N-Acetylputrescine
- Names: IUPAC name N-(4-aminobutyl)acetamide

Identifiers
- CAS Number: 5699-41-2;
- 3D model (JSmol): Interactive image;
- ChEBI: CHEBI:17768;
- ChEMBL: ChEMBL81241;
- ChemSpider: 109095;
- ECHA InfoCard: 100.219.140
- EC Number: 691-457-0;
- KEGG: C02714;
- PubChem CID: 122356;
- UNII: 8FTM5ZL5A6;
- CompTox Dashboard (EPA): DTXSID80205596 ;

Properties
- Chemical formula: C_{6}H_{14}N_{2}O
- Molar mass: 130.19 g/mol

= N-Acetylputrescine =

Endogenous GABA precursor

N-Acetylputrescine (NacPut), also known as monoacetylputrescine, is an endogenous metabolite of putrescine and a precursor and metabolic intermediate in the biosynthesis of γ-aminobutyric acid (GABA) from putrescine.

The metabolic pathway is specifically putrescine into N-acetylputrescine by putrescine acetyltransferase (PAT), N-acetylputrescine into N-acetyl-γ-aminobutyraldehyde (N-acetyl-GABAL or N-acetyl-GABA aldehyde) by monoamine oxidase B (MAO-B), N-acetyl-GABAL into N-acetyl-γ-aminobutyric acid (N-acetyl-GABA) by aldehyde dehydrogenase (ALDH), and N-acetyl-GABA into GABA by an unknown deacetylase enzyme.

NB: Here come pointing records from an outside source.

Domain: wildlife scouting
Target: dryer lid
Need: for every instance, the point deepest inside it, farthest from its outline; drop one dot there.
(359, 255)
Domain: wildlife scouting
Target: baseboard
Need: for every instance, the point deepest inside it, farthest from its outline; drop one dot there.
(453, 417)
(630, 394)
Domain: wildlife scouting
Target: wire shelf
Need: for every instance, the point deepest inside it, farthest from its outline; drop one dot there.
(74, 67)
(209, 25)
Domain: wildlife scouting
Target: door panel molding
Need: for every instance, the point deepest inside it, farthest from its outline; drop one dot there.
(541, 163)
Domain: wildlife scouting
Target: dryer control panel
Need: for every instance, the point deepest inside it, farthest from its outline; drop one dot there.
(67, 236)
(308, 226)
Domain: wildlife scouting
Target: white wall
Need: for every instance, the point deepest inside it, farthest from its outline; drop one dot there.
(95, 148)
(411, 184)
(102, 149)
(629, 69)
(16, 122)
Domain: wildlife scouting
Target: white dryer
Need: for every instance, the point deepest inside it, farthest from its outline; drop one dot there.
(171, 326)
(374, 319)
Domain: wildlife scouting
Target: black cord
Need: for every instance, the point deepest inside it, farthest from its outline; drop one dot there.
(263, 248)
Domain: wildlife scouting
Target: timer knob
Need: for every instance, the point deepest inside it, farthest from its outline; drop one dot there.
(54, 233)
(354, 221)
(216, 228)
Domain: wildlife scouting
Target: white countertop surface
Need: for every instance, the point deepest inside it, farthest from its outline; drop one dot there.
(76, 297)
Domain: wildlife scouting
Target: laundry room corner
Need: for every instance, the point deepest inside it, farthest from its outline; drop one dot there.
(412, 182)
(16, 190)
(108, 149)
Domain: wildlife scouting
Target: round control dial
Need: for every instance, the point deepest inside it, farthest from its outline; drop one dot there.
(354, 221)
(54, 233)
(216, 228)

This pathway is a minor alternative pathway to the major and primary pathway in which GABA is synthesized from glutamate. There is also another alternative pathway in which putrescine is converted into GABA with γ-aminobutyraldehyde (GABAL or GABA aldehyde) as an intermediate instead. It has been estimated that about 2 to 3% of GABA is synthesized from putrescine in the mouse brain, whereas in the case of the rat brain, the amount was negligible.

In 2021, it was discovered that MAO-B does not mediate dopamine catabolism in the rodent striatum but instead participates in striatal GABA synthesis and that synthesized GABA in turn inhibits dopaminergic neurons in this brain area. It has been found that MAO-B, via the putrescine pathway, importantly mediates GABA synthesis in astrocytes in various brain areas, including in the hippocampus, cerebellum, striatum, cerebral cortex, and substantia nigra pars compacta (SNpc). These findings may warrant a rethinking of the actions of MAO-B inhibitors in the treatment of Parkinson's disease.